Lots of people try to roll their own thread-pool. Many people have different (good) reasons for doing so.
If you’re one of these people, please tell me why. Either leave me a comment or send me an email at joedu@microsoft.com.
But if you’re interested in performance, getting a good heuristic isn’t as easy as you might think. The goal of such a heuristic is to have one runnable thread per hardware thread at any given moment. (A HT thread isn’t equal to a full thread, but for sake of conversation let’s pretend it is.) Acheiving this goal is much more complicated than it sounds.
If you have a task sitting in front of you, it’s hard to intelligently determine whether scheduling it on another thread is the right thing to do. It might be quicker just to execute it synchronously on the current thread. When is that the case? When the current number of running threads is equal to or greater than the number of hardware threads. And any decisions must be made statistically, because presumably concurrent tasks could be contemplating new work simultaneously.
Remember I said running threads. If you have blocked threads, they are not making use of the CPU and thus need to be be considered differently in the heuristic. Just a count of threads isn’t enough. If you have 16 tasks, 8 hardware threads, and statistically 50% of those tasks will be blocked at any given quantum, you want 16 real threads. If they block 75% of the time, you want 24. And so forth.
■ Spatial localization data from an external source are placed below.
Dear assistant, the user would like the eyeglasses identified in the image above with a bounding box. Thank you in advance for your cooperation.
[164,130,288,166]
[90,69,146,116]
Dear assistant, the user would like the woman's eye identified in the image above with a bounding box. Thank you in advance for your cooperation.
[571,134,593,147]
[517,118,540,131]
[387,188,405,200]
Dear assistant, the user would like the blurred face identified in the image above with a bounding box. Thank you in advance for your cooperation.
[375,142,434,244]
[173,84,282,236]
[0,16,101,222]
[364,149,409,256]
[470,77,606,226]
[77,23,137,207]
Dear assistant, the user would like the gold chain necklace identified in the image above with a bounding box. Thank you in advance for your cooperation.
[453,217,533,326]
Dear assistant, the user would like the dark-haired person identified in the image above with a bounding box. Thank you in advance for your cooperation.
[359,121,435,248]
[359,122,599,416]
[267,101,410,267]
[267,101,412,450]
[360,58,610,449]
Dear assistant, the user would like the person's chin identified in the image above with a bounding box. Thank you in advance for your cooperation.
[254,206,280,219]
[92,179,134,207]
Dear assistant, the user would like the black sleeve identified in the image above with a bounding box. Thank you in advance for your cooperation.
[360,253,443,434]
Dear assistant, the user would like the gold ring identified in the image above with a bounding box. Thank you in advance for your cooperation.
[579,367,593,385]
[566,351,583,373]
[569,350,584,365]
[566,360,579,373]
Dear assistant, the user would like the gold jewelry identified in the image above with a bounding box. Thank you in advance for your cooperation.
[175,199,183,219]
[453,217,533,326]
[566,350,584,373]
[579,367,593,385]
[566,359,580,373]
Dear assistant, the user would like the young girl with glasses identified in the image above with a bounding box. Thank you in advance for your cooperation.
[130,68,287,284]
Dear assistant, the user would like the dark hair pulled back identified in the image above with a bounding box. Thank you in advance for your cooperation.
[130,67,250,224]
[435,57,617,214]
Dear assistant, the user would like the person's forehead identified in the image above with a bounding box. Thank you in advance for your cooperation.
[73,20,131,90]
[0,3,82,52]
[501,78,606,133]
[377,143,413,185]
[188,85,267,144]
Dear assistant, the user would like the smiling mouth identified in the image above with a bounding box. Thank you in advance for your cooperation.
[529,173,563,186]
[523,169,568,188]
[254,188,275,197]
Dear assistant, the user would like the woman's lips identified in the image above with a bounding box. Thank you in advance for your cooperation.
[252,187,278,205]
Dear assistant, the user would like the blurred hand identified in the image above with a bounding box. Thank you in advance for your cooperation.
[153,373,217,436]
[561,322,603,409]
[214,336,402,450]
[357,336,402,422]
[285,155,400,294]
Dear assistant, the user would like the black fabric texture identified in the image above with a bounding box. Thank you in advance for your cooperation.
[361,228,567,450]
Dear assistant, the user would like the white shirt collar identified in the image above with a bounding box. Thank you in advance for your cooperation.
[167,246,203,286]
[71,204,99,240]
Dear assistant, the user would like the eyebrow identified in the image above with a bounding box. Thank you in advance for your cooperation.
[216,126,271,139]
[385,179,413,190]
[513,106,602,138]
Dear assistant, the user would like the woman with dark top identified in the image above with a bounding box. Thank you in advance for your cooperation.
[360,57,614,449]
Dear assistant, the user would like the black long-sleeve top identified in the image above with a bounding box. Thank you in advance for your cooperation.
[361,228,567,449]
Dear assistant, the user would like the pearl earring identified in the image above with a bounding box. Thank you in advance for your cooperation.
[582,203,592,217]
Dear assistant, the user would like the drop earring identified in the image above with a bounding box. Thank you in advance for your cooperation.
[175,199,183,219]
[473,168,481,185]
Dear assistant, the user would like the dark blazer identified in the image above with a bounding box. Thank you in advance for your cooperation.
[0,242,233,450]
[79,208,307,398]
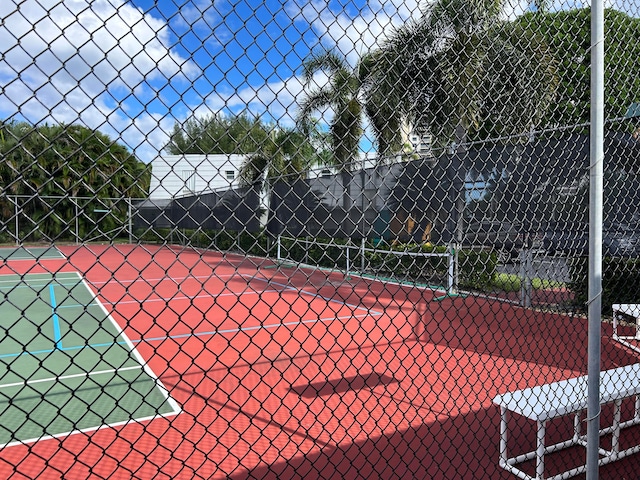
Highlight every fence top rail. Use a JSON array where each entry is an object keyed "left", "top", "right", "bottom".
[{"left": 1, "top": 195, "right": 146, "bottom": 201}]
You aren’t the only code on the machine. Another process could be happily hogging as many threads as there are hardware threads, in which case your algorithm just got twice as bad (or half as good) as it was originally. This type of global data is hard to come by. (I should note that most machines have more than 2 processes running simultaneously. I currently have 67 processes running with 605 total threads. That’s an average of ~9 threads per process. Clearly this is a real concern.)
Scheduling a task on another thread is costly. Why? For a number of reasons.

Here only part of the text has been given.